A function f: V(G) → { 0 , 1 , 2 } is called a Roman dominating function on G= (V(G) , E(G)) if for every vertex v with f(v) = 0 , there exists a vertex u∈ N_G(v) such that f(u) = 2 . A function f: V(G) → { 0 , 1 , 2 } induces an ordered partition (V, V₁, V₂) of V(G), where V_i= { v∈ V(G) : f(v) = i} for i∈ { 0 , 1 , 2 } . A function f: V(G) → { 0 , 1 , 2 } with ordered partition (V, V₁, V₂) is called a unique response Roman function if for every vertex v with f(v) = 0 , | N_G(v) ∩ V₂| ≤ 1 , and for every vertex v with f(v) = 1 or 2, | N_G(v) ∩ V₂| = 0 . A function f: V(G) → { 0 , 1 , 2 } is called a unique response Roman dominating function (URRDF) on G if it is a unique response Roman function as well as a Roman dominating function on G. The weight of a unique response Roman dominating function f is the sum f(V(G)) = ∑ _v∈V(G)f(v) , and the minimum weight of a unique response Roman dominating function on G is called the unique response Roman domination number of G and is denoted by u_R(G) . Given a graph G, the Min-URRDF problem asks to find a unique response Roman dominating function of minimum weight on G. In this paper, we study the algorithmic aspects of Min-URRDF. We show that the decision version of Min-URRDF remains NP-complete for chordal graphs and bipartite graphs.
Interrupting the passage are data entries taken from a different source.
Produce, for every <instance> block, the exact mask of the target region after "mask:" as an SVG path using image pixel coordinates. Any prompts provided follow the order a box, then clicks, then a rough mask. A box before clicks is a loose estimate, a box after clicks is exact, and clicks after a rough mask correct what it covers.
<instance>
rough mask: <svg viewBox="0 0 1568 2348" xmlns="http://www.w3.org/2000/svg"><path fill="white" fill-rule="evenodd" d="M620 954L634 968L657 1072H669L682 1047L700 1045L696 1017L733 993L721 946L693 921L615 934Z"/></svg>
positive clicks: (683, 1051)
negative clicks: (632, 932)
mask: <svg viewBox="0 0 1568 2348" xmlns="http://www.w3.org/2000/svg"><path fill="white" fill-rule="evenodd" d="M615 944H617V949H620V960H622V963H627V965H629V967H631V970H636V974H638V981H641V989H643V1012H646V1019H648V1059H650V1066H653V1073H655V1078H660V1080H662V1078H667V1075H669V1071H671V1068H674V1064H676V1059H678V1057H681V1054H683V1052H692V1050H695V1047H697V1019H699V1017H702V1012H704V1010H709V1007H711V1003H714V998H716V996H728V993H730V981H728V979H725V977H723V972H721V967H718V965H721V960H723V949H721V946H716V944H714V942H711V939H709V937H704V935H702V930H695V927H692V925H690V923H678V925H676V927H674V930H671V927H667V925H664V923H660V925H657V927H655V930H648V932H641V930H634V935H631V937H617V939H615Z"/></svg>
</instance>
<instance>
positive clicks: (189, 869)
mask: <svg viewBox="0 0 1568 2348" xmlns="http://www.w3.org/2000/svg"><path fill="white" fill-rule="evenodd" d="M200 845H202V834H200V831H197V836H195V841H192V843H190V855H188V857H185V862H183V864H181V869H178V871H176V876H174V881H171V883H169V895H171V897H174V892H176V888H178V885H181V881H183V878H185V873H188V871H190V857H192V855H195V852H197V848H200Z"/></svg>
We show that for a given graph with n vertices, Min-URRDF cannot be approximated within a ratio of n^1-ε for any ε> 0 unless P= NP . We also show that Min-URRDF can be approximated within a factor of Δ+ 1 for graphs having maximum degree Δ . On the positive side, we design a linear-time algorithm to solve Min-URRDF for distance-hereditary graphs. Also, we show that Min-URRDF is polynomial-time solvable for interval graphs, and strengthen the result by showing that Min-URRDF can be solved in linear-time for proper interval graphs, a proper subfamily of interval graphs.